A medida que la tecnología de estado sólido avanza del laboratorio al mercado, Renogy se compromete a proporcionar una hoja de ruta clara y honesta para nuestros usuarios basada en tres pilares:

  • Transparencia: Prometemos utilizar definiciones técnicas claras y precisas. Al evitar el bombo publicitario y la jerga de la industria, nos aseguramos de que tenga los datos necesarios para tomar decisiones informadas.
  • Innovación dirigida: Estamos centrando nuestra I+D en aplicaciones exigentes fuera de la red, como vehículos recreativos, embarcaciones y sistemas de respaldo para el hogar. Nuestro objetivo es resolver los desafíos del almacenamiento de energía donde la confiabilidad y la resistencia son más importantes.
  • Accesibilidad real: Nuestro objetivo es llevar la tecnología avanzada de baterías a un público más amplio; sin embargo, "accesibilidad" significa más que solo un precio más bajo.
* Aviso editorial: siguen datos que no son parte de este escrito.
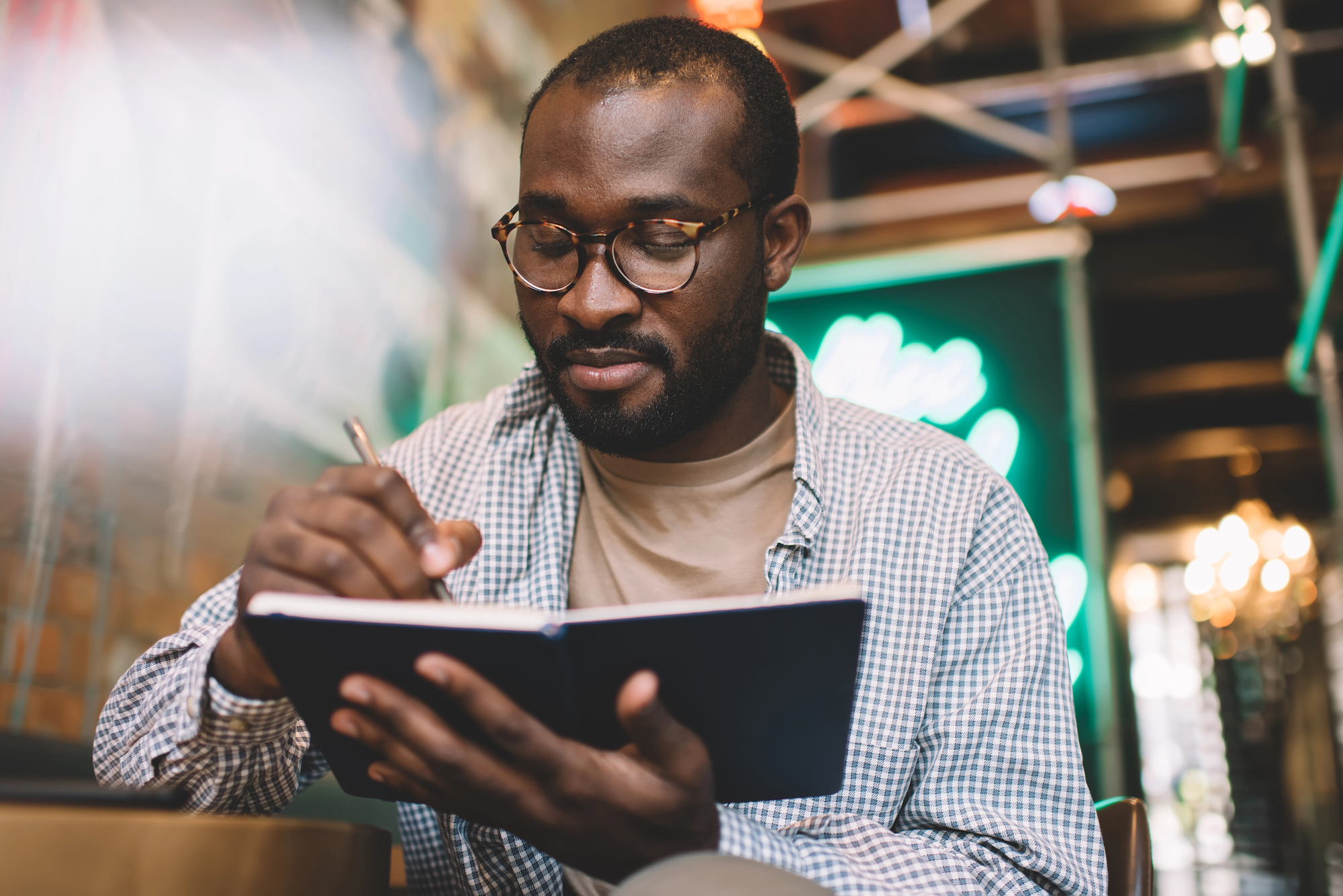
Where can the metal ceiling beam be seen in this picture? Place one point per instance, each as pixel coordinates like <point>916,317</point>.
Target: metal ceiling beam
<point>1107,74</point>
<point>925,101</point>
<point>863,72</point>
<point>1001,192</point>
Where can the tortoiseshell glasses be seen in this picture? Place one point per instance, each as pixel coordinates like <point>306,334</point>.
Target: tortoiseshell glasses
<point>659,255</point>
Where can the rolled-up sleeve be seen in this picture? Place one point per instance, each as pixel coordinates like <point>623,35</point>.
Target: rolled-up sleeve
<point>170,724</point>
<point>999,803</point>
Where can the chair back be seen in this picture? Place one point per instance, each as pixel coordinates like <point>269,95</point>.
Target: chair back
<point>1129,846</point>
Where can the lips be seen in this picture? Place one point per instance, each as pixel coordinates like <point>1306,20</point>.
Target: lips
<point>606,369</point>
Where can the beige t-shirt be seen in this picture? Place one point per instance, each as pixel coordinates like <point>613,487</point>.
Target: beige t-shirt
<point>659,532</point>
<point>653,532</point>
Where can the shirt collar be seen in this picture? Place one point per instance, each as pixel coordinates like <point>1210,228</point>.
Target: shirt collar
<point>786,366</point>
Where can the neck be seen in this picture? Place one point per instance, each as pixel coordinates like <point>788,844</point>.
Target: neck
<point>750,409</point>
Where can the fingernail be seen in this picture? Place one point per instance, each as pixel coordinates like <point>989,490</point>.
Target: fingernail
<point>436,558</point>
<point>438,675</point>
<point>355,693</point>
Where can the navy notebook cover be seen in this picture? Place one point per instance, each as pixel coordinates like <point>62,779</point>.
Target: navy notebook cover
<point>766,682</point>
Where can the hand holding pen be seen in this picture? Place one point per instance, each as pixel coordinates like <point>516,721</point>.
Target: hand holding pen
<point>365,447</point>
<point>359,532</point>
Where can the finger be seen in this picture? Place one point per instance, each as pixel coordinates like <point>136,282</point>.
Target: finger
<point>291,549</point>
<point>464,536</point>
<point>378,738</point>
<point>661,740</point>
<point>515,732</point>
<point>404,722</point>
<point>393,495</point>
<point>370,533</point>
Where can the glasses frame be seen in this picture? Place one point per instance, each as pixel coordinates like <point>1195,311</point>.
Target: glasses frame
<point>694,230</point>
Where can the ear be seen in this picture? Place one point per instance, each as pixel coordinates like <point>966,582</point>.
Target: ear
<point>786,227</point>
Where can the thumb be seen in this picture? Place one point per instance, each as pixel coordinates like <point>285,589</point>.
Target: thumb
<point>455,544</point>
<point>661,740</point>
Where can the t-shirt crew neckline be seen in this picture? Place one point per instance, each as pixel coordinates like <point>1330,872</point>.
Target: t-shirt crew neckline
<point>703,472</point>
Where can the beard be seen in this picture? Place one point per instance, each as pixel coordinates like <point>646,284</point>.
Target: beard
<point>695,387</point>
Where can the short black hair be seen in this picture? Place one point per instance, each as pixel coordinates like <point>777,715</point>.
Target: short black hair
<point>669,48</point>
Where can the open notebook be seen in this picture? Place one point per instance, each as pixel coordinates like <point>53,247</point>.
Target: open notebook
<point>768,682</point>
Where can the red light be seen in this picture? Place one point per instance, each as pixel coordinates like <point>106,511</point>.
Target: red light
<point>731,13</point>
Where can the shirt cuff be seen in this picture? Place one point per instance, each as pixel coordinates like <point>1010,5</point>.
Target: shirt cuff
<point>230,719</point>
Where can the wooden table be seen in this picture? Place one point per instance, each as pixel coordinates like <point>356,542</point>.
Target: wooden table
<point>66,851</point>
Nuestro objetivo es hacer que la tecnología de próxima generación esté ampliamente disponible sin sacrificar la calidad ni la seguridad. Al optimizar nuestra fabricación y cadena de suministro, ofrecemos soluciones de alto rendimiento y rentables que brindan un valor duradero.

Conclusiones

Al explorar productos que incorporan la tecnología emergente de estado sólido, la conclusión clave es que actualmente no existe un estándar de certificación unificado de "estado sólido". Hoy en día, dadas las diversas vías técnicas y la naturaleza incremental de su comercialización, "batería de estado sólido" se ha convertido en un término general que abarca una amplia gama de tecnologías en evolución.

Para encontrar soluciones de energía confiables para sus necesidades, lo invitamos a obtener más información sobre la cartera de baterías de Renogy. No dude en hablar directamente con nuestro equipo de soporte técnico o explorar nuestros recursos educativos sobre sistemas de baterías fuera de la red.

Preguntas frecuentes

1. ¿Existe una certificación oficial para las "baterías de estado sólido"?

No. Actualmente no existe un estándar o certificación oficial, unificado y global que defina o "sello" formalmente un producto como batería de estado sólido.

2. ¿Cuál es la diferencia entre estado sólido y semisólido?

Una batería de estado sólido completo no contiene electrolito líquido. Una batería de estado semisólido es un híbrido que reemplaza la mayor parte del líquido, pero no todo, con materiales sólidos (como polímeros o cerámicas) para mejorar la seguridad y el rendimiento.

3. ¿Hay disponibles hoy en día baterías grandes completamente de estado sólido (sin líquido)?

No. Las verdaderas baterías de estado sólido completo (ASSB) todavía se encuentran en las fases de laboratorio y producción piloto. La mayoría de los principales fabricantes no esperan una producción comercial a gran escala hasta 2026-2030.

4. ¿"Estado sólido" significa automáticamente más seguro?

Teóricamente, sí, porque elimina líquidos inflamables. Sin embargo, la seguridad absoluta es un desafío de "ingeniería holística" que aún depende del diseño físico de la batería, su sistema de gestión de batería (BMS) y los hábitos de uso adecuados.

5. ¿Por qué las marcas utilizan el término de forma diferente?

El término se utiliza ampliamente porque no hay consenso sobre las definiciones. Algunas marcas llaman a una batería "de estado sólido" si el contenido de líquido es inferior al 10% en peso, mientras que otras creen que debe ser del 0% en peso. Además, las empresas están buscando varias vías de materiales (por ejemplo, sulfuros frente a óxidos).

6. ¿Qué debo buscar al comparar baterías?

Busque transparencia técnica y credenciales de seguridad establecidas (como CE, FCC y UN38.3). Más allá de las certificaciones estándar, concéntrese en el diseño de seguridad integrado: la química de la batería (por ejemplo, LFP), el BMS y otras características o tecnologías que se adapten a sus necesidades.